Todd Lockwood, a Burlington-based author/photographer/musician, remembers sipping coffee at Leunig's Bistro one morning in 1987 when he came up with the idea of recording then-mayor Sanders at his White Crow Audio studios. (Phish recorded early albums there.)
“I’m not sure where it came from,” Lockwood said of his brainstorm. “I thought, ‘You know, there’s an idea.’”
On a whim, he called the mayor’s office — he didn’t know Sanders — and left a message with a secretary. Before long, he got a call back — Sanders wanted a meeting.
“I was surprised he said, 'Yes,'” Lockwood said. “When I first went to his office he said, ‘I have to admit to you this appeals to my ego.'’’
Sanders gave Lockwood a list of songs, mostly from Woody Guthrie and Pete Seeger, he would be willing to record.
The plan was for Sanders to sing relatively straightforward renditions of a handful of them. And that apparently seemed like a good idea to everyone. Until Sanders stepped into the recording booth for the first time.
“As talented of a guy as he is, he has absolutely not one musical bone in his body, and that became painfully obvious from the get-go,” Lockwood said. “This is a guy who couldn’t even tap his foot to music coming over the radio. No sense of melody. No sense of rhythm — the rhythm part surprised me, because he has good rhythm when he’s delivering a speech in public.”
So they had to come up with a plan B. Lockwood decided to turn the event into a “We Are The World"-style recording session: He called in a couple dozen Vermont musicians to serve as backup singers, while Bernie more or less read/preached the key lyrics with as much rhythm as he could muster.
Sanders spent several hours over a few days in the recording booth.

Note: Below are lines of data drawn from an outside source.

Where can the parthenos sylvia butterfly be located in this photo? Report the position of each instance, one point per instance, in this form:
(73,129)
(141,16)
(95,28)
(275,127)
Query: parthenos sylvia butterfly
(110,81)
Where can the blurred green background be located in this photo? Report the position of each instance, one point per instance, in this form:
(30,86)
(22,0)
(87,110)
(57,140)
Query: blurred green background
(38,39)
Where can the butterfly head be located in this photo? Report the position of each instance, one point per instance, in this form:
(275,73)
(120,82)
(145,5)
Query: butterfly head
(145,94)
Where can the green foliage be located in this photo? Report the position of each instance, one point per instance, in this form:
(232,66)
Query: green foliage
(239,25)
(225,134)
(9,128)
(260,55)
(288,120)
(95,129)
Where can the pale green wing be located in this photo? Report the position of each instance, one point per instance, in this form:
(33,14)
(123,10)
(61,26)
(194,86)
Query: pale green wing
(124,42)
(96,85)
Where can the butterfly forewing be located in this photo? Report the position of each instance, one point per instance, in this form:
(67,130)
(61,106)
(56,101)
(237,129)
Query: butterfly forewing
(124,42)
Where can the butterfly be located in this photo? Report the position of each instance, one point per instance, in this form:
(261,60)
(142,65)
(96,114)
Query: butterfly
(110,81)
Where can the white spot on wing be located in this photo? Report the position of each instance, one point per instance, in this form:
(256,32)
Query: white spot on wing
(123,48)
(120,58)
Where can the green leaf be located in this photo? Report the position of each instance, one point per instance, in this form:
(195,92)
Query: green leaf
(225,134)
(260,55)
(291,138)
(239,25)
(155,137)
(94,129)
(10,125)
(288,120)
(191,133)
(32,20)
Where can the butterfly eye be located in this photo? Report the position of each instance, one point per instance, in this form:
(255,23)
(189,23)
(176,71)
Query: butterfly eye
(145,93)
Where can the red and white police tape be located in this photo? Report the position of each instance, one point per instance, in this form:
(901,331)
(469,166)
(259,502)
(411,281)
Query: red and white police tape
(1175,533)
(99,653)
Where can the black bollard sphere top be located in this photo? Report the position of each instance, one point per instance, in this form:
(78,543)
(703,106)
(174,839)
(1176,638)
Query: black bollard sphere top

The resulting album was among the more popular ones that the label produced that year. They sold a few hundred cassette tapes at record stores throughout Vermont, Lockwood said — many to conservatives who bought them as gag gifts.
Lockwood, a Sanders supporter, said his personal favorite is, "This Land is Your Land." And while acknowledging the strangeness of the whole saga, he believes Sanders should be proud of his brief musical career.